Things are not perfect here with youth or teenagers–nor do I wish to imply that. But consistently one sees how European children, from the earliest ages, are taught how to function in public, even while they enjoy whatever stage of childhood they presently occupy. Kids learn to walk on the right, not act like idiots on escalators, hold doors for those entering into a shop, and keep voices down rather than sound like a pack of hyenas. Children seem to be taught to examine toys in the shop with their eyes (mostly), rather than grabbing them off the shelf. Even little kids kids consume bratwurst, sandwich wraps, or cones of gelato with care while walking to and from places. Furthermore, the refuse goes straight in the trash, not on the ground.

hiking-teenagerChildhood is a precious thing. But it is meant to pass. Kids are supposed to create horse clubs, art clubs, and even “Start Training to be a Teenager” clubs: these activities prepare them for the hard work of organizing and implementing ideas when they are grown. Children are meant to run and play, dig in the mud, master the difficulties of progressively more challenging playground equipment, and cry at skinned knees and disappointed ventures.

All of this happens in preparation for leaving childhood behind. And a traditional education based in rigor and intellectual discipline serves as the fuel for stepping into adulthood, emotionally, intellectually, and spiritually.

Thus, you train to be a teenager and to be an adult by running, jumping, and falling and through exposure to great books, significant art, fine music, glorious poetry, fairy tales, and heroic legends. You train, too, by mastering a long line of practical skills from ironing clothes to baking, cleaning, and learning to use tools. And last, but not least, you train through learning two points that I was surprised to find in my long-ago tenets: learning to be polite to grownups and understanding how to help a stranger feel comfortable and welcome.

4 thoughts on “Training to be a Teenager”

  1. Beautifully said, Professor Carol! Thank goodness there still exist “classrooms” for this higher education!
    [And with regard to your conclusion, don’t forget the equally important third point: learning to take care of a younger brother or sister (whether literally or metaphorically a “brother or sister”). The world certainly needs more in that department!]

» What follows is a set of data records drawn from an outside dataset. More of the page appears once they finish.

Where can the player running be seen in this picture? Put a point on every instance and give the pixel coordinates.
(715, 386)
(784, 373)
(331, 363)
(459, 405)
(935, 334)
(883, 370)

  2. Oh to relive my childhood would be magical and glorious! Your writing is captivating and I can see your beautiful grandchildren riding their bicycles down the cobblestone streets of Weimar. How blessed they are to have you and Hank take them on such worldly adventures! Erika and Cole

  3. Thank you for writing this, and every article. I love them. I, too, made my own club, although I cannot remember its name. But I do have vivid memories of demanding that my sister, my step-mother, my Grandmother, and a family friend be in this “girls only” club. I was the youngest member. Everyone had a role, although I was so bossy, I don’t know that anyone actually did anything other than what I wanted. I wanted organization and fun! Lol! We did have several meetings, yet I have no idea what was accomplished other than a good tea party with the very special china. I don’t know how they put up with me. But if I had known you, I would have joined your club, as long as I could be the vice president. haha.

  4. I can truly see you organizing this club, complete with checklists and the application form! Wish I had known you then. Cheers to you and the family. Happy summer travels.